Pois bem, é sabido e consabido que a prisão de qualquer pessoa antes da sentença penal condenatória transitada em julgado tem natureza meramente instrumental, ou seja, só se justifica em função do bom andamento do processo penal e do resguardo da eficácia de eventual decreto condenatório (DELMANTO JÚNIOR, 2003, p. 83).
E assim se torna correto o termo prisão processual.
Também se torna notável a imprestabilidade de parte do artigo 312 do Código de Processo Penal. Isso porque, num primeiro momento, encontramos ali naquela redação o seu primeiro dilema: o que vem a ser a hipótese garantia da ordem pública como pressuposto da prisão cautelar?
De certa forma, a doutrina traz a ideia de garantia da ordem pública com a manutenção da tranquilidade social.
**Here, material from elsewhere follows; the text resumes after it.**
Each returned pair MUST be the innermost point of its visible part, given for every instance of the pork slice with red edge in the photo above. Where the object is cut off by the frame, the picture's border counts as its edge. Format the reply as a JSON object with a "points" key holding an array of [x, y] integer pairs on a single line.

Aqui nos socorremos das palavras de BADARÓ (2020, p. 1172), o qual critica aquela expressão por ser vaga e de conteúdo indeterminado, bem como traz exemplos utilizados reconduzíveis: ‘“comoção social”, “periculosidade do réu”, “perversão do crime”, “insensibilidade moral do acusado”, “credibilidade da justiça”, “clamor público”, “repercussão da mídia”, preservação da integridade física do indiciado”.
É facilmente perceptível que a justificativa garantia da ordem pública além de não atender ao critério de instrumentalidade do processo penal, também padece de inconstitucionalidade. A violação do princípio da legalidade processual é escancarada, eis que a porosidade daquela expressão permite o detentor do jus puniendi tomar decisões arbitrárias e desmedidas, camufladas de legitima motivação em detrimento de direitos e garantias fundamentais consagrados na Constituição Federal.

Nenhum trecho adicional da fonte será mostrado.